It’s hard to tell if I’m making progress or not. Some days I feel like my clothes are looser and that I just need to stay the course and do what I’m doing and all will come together.
Sunday night the neighbors came over for dinner and the Missus exclaimed about how FIT I was looking – that I most certainly had been losing weight and was looking good. (I told her that I had no clue since I don’t weigh.)
Games I play….
Some days – I do a ‘check-in’ of wrapping my index finger and thumb around my opposite wrist and if it doesn’t fit in a certain way – I think I’ve gained fat and it messes with my mind and the ol’ fat talk is off and running in my head.
The opposite can happen also – and does frequently. If I do the same wrist ‘check-in’ and my fingers touch or overlap, I get all pleased with myself, thinking I’m doing well. Surprisingly – this can also set me up for a down slide. I must have some hidden issue where I don’t feel I deserve to be less fat. Good or bad news (perceived or real) – either can set me into a tailspin of negative behavior – and truly – it just doesn’t makc sense.

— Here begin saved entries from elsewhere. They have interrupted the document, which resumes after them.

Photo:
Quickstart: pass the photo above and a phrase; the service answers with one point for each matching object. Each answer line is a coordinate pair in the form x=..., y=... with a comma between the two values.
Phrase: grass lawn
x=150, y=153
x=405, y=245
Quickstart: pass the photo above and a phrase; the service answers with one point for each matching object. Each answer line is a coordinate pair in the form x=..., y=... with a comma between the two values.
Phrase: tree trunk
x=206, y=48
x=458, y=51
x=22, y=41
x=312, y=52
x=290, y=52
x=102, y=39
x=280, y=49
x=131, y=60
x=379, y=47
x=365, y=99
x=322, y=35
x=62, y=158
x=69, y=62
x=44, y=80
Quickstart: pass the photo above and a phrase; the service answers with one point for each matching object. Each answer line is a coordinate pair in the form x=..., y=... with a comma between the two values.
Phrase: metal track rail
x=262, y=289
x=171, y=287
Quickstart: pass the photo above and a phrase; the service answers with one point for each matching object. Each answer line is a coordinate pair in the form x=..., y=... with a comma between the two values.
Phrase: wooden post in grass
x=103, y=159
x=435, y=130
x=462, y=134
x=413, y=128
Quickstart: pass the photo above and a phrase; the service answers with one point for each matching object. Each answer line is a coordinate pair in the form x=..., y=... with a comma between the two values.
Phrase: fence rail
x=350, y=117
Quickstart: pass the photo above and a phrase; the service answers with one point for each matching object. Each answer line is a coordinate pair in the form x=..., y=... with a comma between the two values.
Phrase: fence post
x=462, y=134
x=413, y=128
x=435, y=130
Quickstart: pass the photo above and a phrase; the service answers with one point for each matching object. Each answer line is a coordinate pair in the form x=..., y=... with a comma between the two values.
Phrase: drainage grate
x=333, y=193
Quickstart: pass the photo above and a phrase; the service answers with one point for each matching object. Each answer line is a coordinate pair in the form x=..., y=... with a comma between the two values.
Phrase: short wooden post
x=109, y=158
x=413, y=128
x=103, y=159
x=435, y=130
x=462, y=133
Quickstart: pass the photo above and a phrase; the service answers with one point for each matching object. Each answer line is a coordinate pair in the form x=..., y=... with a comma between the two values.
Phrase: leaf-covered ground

I hate this game that my mind plays. I wish I could control it better.
What to do? Stay the course. I need to know (and acknowledge to myself) – REALLY KNOW – that I am eating the right things (most of the time) and I am moving my body smartly and well (most of the time) and I just need to stay the course and not get caught up in the mind games. Continue to search for MY middle ground – a way to be fit and healthy but not obsessive about being fit and healthy (or maybe a little obsession is ok!).
Crap – it’s a hard place to find and stay in.